И он невольно почувствовал трепет при мысли об этом.
– Стойте, – негромко окликнул их Сандерс, и Вольски с электронщиком послушно остановились. – Дизелем пахнет – не чуете, что ли? Ветер доносит. С ветром нам повезло… А ну, давайте-ка к берегу, вон к тем скалам!
Сандерс вновь был прав – вот что значит реальный разведывательный опыт, который у него явно имелся. Бурые выветренные скалы, такие растрескавшиеся, что непонятно было, как они вообще стоят, оказались прекрасным укрытием. Между ними, в ложбинке, засыпанной той же буроватой галькой, Оз разложил свое хозяйство, не опасаясь, что его тотчас заметет.

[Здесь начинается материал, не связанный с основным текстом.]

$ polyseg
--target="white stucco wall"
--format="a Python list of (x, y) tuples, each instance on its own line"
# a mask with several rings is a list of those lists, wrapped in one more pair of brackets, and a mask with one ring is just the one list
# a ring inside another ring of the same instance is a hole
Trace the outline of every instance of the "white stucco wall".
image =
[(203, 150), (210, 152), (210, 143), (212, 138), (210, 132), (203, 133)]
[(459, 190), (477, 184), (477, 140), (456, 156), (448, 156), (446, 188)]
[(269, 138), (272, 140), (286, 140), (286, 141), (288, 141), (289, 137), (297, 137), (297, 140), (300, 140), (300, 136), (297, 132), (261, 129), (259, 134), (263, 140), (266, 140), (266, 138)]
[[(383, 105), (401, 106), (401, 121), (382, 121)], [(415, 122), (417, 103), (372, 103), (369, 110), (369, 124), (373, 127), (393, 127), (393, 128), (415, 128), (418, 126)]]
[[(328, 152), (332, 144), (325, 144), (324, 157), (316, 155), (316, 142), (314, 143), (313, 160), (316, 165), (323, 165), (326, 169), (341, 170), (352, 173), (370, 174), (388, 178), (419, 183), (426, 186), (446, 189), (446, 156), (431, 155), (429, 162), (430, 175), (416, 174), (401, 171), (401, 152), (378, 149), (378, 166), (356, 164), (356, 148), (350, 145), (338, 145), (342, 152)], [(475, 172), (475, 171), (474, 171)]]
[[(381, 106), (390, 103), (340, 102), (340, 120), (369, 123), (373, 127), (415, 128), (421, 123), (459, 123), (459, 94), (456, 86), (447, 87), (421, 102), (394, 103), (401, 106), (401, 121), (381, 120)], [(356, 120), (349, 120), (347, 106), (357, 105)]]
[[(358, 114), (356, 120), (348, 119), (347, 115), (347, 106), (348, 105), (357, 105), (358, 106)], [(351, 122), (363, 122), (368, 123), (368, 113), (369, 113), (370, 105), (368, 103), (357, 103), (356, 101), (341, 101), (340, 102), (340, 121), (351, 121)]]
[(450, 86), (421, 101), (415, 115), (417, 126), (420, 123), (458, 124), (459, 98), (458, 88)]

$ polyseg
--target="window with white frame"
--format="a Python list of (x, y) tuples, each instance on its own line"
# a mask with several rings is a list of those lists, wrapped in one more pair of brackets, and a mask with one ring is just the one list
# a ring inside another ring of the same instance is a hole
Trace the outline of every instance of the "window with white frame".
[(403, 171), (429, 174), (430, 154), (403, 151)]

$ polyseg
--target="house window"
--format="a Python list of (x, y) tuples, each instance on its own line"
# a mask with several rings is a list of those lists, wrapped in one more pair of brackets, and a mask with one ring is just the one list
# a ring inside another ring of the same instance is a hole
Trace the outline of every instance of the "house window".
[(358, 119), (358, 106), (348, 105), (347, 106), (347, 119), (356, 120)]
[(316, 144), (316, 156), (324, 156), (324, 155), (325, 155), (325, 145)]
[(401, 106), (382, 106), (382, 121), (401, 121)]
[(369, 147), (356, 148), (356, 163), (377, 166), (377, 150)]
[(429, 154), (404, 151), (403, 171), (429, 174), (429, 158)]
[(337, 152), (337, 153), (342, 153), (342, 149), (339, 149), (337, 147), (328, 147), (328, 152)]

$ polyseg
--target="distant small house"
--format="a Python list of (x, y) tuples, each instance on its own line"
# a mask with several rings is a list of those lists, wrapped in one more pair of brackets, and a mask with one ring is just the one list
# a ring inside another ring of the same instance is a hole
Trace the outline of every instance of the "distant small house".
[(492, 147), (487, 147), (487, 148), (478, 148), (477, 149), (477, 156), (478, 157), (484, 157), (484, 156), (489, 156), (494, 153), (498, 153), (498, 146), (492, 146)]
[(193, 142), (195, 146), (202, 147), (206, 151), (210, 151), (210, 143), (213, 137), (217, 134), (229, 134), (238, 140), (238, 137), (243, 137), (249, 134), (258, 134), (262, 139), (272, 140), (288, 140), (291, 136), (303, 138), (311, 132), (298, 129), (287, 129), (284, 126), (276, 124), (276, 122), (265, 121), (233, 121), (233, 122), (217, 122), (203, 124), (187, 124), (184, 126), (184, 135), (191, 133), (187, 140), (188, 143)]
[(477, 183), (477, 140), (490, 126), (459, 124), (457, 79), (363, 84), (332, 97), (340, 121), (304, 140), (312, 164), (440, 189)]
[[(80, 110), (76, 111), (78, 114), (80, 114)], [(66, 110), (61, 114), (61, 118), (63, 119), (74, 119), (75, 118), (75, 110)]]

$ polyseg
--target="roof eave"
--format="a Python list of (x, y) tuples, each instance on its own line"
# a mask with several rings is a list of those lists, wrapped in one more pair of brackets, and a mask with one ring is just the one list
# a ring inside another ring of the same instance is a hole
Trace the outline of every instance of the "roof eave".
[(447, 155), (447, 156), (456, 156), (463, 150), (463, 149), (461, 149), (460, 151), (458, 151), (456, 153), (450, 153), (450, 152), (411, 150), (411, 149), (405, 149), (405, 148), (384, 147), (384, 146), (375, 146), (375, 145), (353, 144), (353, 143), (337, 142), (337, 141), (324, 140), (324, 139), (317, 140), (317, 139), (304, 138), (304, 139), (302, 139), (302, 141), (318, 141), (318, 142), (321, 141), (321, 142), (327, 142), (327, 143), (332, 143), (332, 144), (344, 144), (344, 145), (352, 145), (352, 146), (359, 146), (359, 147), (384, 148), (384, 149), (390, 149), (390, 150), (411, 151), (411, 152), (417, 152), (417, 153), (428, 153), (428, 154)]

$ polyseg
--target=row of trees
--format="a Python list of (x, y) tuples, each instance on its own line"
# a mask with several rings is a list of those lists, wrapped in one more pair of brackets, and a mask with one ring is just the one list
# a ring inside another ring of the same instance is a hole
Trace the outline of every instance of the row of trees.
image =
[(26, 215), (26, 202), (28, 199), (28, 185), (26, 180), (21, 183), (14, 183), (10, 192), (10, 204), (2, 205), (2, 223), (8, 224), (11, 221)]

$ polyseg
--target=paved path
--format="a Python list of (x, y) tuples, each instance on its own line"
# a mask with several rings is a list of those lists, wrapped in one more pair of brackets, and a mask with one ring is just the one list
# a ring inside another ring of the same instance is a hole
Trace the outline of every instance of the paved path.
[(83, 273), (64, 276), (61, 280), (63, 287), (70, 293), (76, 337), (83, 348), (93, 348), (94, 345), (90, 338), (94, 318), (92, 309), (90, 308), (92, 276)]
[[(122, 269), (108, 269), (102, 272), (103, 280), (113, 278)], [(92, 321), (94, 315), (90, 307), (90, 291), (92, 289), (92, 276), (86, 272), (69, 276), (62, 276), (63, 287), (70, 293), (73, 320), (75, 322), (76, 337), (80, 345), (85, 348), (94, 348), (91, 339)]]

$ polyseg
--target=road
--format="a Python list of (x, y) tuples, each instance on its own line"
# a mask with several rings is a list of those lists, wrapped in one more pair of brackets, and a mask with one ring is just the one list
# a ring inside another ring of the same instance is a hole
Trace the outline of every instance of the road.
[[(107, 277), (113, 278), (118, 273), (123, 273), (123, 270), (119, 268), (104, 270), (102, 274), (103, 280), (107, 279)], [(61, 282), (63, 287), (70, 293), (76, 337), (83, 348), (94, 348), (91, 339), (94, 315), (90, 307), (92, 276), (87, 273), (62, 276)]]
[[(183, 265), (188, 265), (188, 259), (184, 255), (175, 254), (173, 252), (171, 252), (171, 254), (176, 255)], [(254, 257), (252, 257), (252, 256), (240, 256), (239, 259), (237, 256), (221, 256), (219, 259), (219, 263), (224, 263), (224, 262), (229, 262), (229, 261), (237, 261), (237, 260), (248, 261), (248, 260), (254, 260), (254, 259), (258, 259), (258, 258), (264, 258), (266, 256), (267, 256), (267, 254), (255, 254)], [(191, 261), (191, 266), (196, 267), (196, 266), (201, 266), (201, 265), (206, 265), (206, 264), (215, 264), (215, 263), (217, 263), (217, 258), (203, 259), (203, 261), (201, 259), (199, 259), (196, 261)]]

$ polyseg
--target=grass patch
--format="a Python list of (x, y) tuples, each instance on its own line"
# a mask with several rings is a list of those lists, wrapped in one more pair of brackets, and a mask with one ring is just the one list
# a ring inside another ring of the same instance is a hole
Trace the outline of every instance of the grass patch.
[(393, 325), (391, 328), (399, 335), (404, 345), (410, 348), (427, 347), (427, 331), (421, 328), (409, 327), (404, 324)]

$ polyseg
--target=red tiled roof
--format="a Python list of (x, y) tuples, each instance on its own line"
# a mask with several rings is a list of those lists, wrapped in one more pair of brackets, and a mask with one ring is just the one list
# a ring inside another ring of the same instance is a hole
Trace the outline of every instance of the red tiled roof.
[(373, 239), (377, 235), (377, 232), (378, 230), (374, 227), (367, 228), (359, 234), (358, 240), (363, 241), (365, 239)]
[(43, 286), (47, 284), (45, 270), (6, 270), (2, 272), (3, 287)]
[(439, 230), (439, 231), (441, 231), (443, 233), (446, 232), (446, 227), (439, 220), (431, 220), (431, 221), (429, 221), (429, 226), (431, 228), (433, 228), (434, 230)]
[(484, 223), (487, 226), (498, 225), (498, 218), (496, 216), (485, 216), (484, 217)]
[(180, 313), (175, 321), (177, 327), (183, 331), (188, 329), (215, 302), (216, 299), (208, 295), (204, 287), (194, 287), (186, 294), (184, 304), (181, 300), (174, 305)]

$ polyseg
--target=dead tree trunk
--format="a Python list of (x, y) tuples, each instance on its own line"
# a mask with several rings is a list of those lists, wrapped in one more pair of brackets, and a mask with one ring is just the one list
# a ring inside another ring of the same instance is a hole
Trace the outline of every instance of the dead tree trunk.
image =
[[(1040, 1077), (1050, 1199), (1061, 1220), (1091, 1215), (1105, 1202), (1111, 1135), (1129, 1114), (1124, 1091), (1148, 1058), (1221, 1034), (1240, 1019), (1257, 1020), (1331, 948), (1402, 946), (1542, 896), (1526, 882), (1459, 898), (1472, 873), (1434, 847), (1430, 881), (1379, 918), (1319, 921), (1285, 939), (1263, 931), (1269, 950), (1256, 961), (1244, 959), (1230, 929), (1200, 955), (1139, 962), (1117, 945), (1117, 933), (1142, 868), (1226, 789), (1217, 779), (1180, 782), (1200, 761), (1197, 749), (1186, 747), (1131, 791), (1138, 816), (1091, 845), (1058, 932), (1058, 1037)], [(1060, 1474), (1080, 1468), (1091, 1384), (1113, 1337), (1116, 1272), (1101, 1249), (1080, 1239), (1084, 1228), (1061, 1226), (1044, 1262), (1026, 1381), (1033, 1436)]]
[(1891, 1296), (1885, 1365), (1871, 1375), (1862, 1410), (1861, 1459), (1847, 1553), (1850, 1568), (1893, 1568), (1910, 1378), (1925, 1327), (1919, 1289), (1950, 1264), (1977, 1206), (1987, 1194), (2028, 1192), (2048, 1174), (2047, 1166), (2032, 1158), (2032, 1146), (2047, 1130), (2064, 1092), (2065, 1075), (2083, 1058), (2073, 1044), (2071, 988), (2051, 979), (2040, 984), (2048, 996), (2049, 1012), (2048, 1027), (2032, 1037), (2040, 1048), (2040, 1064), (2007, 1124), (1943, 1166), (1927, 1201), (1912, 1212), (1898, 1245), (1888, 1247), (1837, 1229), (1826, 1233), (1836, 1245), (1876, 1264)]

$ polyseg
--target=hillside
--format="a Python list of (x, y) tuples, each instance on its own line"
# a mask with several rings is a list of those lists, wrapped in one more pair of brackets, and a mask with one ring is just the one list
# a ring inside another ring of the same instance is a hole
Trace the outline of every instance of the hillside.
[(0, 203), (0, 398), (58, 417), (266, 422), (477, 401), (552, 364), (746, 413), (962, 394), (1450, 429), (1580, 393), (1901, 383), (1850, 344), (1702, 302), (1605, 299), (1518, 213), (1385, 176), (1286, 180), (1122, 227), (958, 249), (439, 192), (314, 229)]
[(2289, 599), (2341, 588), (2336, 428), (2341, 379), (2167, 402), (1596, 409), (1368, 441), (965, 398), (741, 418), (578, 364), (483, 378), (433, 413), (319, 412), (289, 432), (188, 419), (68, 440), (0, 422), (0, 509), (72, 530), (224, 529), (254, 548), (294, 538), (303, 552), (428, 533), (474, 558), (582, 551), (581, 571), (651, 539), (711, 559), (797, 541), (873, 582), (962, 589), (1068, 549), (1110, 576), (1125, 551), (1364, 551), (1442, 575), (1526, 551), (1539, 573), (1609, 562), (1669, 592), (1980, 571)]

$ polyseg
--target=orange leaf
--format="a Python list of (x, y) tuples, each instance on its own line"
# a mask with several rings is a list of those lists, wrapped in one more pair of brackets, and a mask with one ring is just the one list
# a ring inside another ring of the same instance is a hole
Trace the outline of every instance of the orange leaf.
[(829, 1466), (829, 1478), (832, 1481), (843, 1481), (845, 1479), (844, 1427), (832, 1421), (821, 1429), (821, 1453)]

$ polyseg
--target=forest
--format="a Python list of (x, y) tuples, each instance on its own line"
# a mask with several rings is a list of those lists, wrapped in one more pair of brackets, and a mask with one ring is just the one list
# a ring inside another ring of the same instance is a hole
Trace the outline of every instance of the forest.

Он открыл второй кейс, в котором, точно в крошечном ангаре, на растяжках и опорах покоился миниатюрный беспилотник, внешним видом напоминавший толстую стрекозу. Разве что побольше – с ладонь размером.
– Вы хотите сказать, что эта штучка полетит при таком ветре? – усомнился Вольски.
– Полетит, куда денется, – уверенно ответил Сандерс. – Ты что-то хотел сказать еще, Вольски? Про русских, с которыми надо быть поосторожнее?
– Нет, – буркнул Норман, подавив в себе сильное желание добавить «сэр». Ну уж нет, не дождется! Хоть военные ему и платят, но жить по их правилам он не подписывался.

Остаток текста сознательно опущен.